« Le volume des importations d’éthanol non carburant […] en provenance du Pakistan depuis 2021 perturbe gravement le marché […] de l’Union », constate la Commission européenne dans un règlement d’exécution du 19 juin 2025, publié au Journal officiel de l’Union européenne le lendemain. Elle y réinstaure de fait, pour deux ans, les droits de douane applicables aux importations d’éthanol non carburant auxquels le Pakistan n’était jusqu’alors pas soumis.

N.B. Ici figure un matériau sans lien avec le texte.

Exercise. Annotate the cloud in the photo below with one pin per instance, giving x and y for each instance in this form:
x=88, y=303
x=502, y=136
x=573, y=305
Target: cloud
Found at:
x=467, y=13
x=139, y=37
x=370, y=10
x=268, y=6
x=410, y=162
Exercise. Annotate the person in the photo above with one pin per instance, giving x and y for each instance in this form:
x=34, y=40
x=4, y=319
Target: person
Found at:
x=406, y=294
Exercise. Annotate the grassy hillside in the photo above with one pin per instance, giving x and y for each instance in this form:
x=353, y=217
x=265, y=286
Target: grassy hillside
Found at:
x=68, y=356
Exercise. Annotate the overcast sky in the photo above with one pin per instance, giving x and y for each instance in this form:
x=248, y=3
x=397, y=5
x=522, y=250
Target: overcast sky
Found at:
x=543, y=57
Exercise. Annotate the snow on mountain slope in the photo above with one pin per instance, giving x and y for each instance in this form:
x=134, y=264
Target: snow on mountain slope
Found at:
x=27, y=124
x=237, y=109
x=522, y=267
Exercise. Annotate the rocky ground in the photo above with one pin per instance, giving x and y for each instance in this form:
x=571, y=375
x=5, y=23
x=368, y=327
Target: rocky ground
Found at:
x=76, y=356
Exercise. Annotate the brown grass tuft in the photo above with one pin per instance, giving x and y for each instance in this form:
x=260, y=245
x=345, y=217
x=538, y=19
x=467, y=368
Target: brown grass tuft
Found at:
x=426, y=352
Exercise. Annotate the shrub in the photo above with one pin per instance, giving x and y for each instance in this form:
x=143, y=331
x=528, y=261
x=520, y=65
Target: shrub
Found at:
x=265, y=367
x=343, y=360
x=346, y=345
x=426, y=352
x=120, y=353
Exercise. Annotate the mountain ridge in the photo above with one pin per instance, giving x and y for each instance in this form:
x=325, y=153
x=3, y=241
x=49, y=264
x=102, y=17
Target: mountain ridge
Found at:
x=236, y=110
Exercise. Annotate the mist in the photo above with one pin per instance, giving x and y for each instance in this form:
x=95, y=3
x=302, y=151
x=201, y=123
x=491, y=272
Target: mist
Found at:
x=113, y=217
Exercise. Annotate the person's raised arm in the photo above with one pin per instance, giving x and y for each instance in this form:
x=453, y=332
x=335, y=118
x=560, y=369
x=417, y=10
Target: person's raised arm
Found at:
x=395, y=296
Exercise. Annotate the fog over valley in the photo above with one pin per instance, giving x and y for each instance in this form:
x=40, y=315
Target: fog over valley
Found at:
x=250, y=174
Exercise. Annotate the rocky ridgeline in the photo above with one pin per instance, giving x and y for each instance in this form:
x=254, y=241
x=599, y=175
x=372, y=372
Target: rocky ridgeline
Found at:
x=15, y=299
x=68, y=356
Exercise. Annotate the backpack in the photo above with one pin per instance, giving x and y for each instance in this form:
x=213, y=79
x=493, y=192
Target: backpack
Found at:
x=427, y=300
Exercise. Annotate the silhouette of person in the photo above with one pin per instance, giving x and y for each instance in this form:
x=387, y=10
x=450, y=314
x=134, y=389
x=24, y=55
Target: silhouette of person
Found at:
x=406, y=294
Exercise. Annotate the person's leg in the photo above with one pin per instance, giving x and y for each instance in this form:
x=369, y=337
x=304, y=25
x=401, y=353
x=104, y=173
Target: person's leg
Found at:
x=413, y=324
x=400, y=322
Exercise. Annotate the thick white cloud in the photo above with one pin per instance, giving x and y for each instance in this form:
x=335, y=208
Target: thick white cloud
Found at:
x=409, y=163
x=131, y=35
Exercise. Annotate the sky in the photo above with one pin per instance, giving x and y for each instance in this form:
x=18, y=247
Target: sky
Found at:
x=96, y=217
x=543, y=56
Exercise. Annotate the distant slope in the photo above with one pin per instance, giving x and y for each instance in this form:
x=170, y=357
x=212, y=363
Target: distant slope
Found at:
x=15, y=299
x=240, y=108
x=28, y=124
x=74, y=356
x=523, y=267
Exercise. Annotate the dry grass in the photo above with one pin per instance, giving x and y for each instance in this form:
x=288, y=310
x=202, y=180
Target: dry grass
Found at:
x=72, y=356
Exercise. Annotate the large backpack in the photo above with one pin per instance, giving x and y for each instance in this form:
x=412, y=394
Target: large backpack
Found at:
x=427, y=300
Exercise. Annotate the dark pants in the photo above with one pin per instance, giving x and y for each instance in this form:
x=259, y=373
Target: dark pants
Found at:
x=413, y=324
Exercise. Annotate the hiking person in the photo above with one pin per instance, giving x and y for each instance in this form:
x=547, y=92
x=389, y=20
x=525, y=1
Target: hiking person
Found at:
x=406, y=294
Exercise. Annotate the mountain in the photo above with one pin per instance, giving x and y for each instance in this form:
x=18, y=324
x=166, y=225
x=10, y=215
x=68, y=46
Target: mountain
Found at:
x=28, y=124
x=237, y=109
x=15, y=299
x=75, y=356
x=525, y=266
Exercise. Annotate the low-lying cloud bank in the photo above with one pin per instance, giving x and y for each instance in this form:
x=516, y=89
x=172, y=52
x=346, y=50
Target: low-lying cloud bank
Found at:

Dans son règlement, la Commission rapporte un repli de la production européenne d’éthanol non carburant de 10 % entre 2021 et 2022, puis de 9 % en 2023, avant un léger redressement en 2024. Elle est toutefois restée inférieure de 8 % à celle de 2021. L’institution parle aussi, d’après des « prévisions indépendantes », du recul des parts de marché des producteurs de l’Union, passant de 73 % en 2021, à 67 % en 2022 puis à 66 % en 2023. Elles seraient remontées à 73 % en 2024, mais devraient « diminuer en 2025 en raison de la baisse de la production et de la consommation », note-t-elle.
Prix pakistanais attractifs
« Au cours de cette période, le prix des importations pakistanaises [d’éthanol non carburant] était systématiquement inférieur au prix de vente de la production de l’Union », et même « nettement inférieur » en 2024, d’environ 25 %, ajoute-t-elle. Cet écart de prix n’était « que » de 7 % en 2021, selon l’institution.
« Les volumes pakistanais importés ont été multipliés par trois entre 2021 et 2022, à près de 5 millions d’hectolitres », chiffre Vincent Guillot, directeur de l'environnement à la CGB (Confédération générale des planteurs de betterave). À titre de comparaison, « la consommation européenne d’éthanol non carburant était de 26 millions d’hectolitres en 2024, complète Sylvain Demoures, secrétaire général de Bioéthanol France. Et la production totale de l’Union européenne et du Royaume-Uni (carburant et non carburant) s’élève environ à 80 millions d’hectolitres ».
Décision jugée tardive par les producteurs européens
« C’est dans le cadre du règlement SPG + (pour « système des préférences généralisées ») que le pays était exempté de droits de douane. Il est accordé à certains pays qui souffrent d’une intégration insuffisante au commerce mondial, en échange d’un certain nombre de conditions relatives notamment aux droits sociaux, explique Vincent Guillot. Ce règlement prévoit tout de même des clauses de sauvegarde ». Celles-ci avaient été sollicitées par plusieurs États membres et parties prenantes de l’industrie de l’éthanol européenne à plusieurs reprises.
« Cette décision marque une étape importante vers le rétablissement d’une concurrence loyale, a réagi le 20 juin 2025 ePURE, association qui représente les producteurs européens. Malheureusement, elle intervient après un délai extrêmement long ». L’industrie européenne indique avoir demandé d’allonger la suspension à trois ans.
« ePURE garde par ailleurs un œil sur de possibles exportations des États-Unis qui transiteraient par d’autres pays pour s’affranchir de droits de douane auxquels elles sont normalement soumises », signale Vincent Guillot. Le pays ne jouit pas d’un quelconque accord mais il parvient quand même à exporter à des prix des inférieurs au marché de l’Union européenne, de 35 % d’après la Commission européenne.